The “Liquid Solar Fuel Production demonstration Project” combines a 10 MW PV array with an electrolyzer and equipment for CO2 hydrogenation. The electrolyzers utilize an undisclosed catalyst developed at DICP, which it describes as a “low-cost and long-lifetime electrocatalyst for alkaline water electrolysis.” According to the institute, the facility currently has capacity to produce 1,000 cubic meters of hydrogen per hour and requires less than 4.3 kWh of electricity per cubic meter.
Hydrogen is then used to convert CO2 into methanol, driven by another catalyst, this time a mixed metal oxide. DICP reports that the demonstration facility currently has capacity to produce 1,000 tons of methanol per year, reaching 99.5% purity. Expansion plans “Our overall goal is to eliminate CO2 emissions by utilizing CO2 as a carbon source alongside renewable energy,” DICP Professor Can Li told pv magazine. “The next plan is to expand the scale from 1,000 ton-methanol/y to 10,000 ton-methanol per year, or even a 100,000 ton-methanol per year.”
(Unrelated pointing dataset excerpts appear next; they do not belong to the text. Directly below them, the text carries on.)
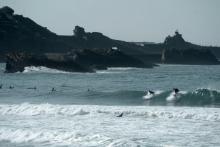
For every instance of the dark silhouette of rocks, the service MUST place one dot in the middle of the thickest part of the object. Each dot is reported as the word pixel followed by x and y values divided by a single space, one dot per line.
pixel 89 50
pixel 177 51
pixel 75 61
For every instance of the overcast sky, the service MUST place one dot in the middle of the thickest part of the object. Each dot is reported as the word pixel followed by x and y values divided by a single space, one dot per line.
pixel 130 20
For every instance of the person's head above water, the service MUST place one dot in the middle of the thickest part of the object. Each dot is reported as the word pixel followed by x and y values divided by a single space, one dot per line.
pixel 176 90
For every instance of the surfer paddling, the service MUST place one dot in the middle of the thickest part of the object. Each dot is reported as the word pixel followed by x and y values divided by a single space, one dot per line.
pixel 151 92
pixel 176 91
pixel 120 115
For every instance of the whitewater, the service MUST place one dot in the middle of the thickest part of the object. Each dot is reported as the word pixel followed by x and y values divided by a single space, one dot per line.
pixel 83 109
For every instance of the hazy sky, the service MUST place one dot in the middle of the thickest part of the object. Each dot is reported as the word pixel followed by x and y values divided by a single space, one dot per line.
pixel 130 20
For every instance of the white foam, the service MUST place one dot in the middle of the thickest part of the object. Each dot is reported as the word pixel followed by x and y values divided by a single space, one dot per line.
pixel 149 95
pixel 59 138
pixel 41 69
pixel 173 96
pixel 107 111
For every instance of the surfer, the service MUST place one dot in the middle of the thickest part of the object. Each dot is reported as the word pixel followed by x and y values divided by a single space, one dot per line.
pixel 176 90
pixel 120 115
pixel 150 92
pixel 53 89
pixel 34 88
pixel 11 87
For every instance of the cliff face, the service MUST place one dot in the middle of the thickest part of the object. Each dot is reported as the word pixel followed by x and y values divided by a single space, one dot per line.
pixel 75 61
pixel 20 34
pixel 178 51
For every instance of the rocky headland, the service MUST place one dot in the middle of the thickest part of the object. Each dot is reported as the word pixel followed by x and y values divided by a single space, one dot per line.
pixel 25 43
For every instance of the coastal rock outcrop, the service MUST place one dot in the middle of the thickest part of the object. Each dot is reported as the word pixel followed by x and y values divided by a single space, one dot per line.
pixel 178 51
pixel 75 61
pixel 21 34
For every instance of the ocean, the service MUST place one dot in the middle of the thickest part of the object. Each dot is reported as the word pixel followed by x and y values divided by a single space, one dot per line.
pixel 50 108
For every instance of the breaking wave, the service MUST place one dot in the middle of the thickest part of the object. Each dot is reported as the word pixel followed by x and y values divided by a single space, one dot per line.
pixel 26 109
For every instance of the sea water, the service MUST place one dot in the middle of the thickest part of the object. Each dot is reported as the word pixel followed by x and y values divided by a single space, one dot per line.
pixel 82 109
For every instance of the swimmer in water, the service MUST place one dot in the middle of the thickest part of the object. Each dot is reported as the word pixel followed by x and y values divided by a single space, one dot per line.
pixel 120 115
pixel 11 87
pixel 151 92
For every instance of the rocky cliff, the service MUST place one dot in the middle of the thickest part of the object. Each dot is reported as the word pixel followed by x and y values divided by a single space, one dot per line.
pixel 21 34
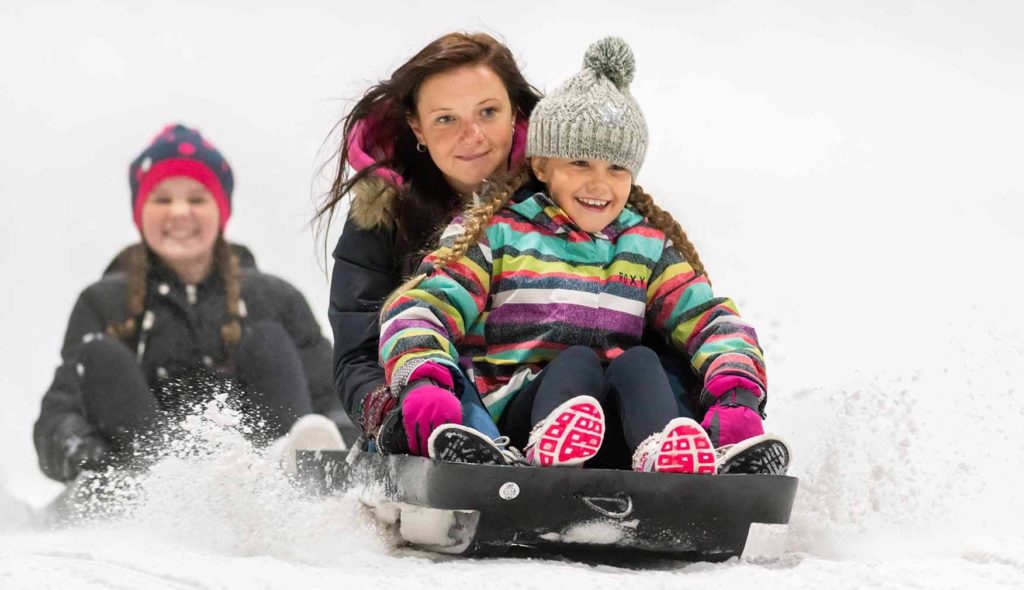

Methanol produced at the plant can be supplied to the chemical industry, or stored and used to produce hydrogen again. And despite the major expansion plans, Li points out that the project is ultimately a technology demonstration, and does not come with a detailed business model at this stage.
Large-scale, PV powered hydrogen production is gaining ground commercially, with projects announced recently in the Middle East and Australia, but still struggles with high costs and lack of infrastructure to make good use of the hydrogen. Using the hydrogen in CO2 conversion to methanol meanwhile, has shown promise but remains largely in the research stage.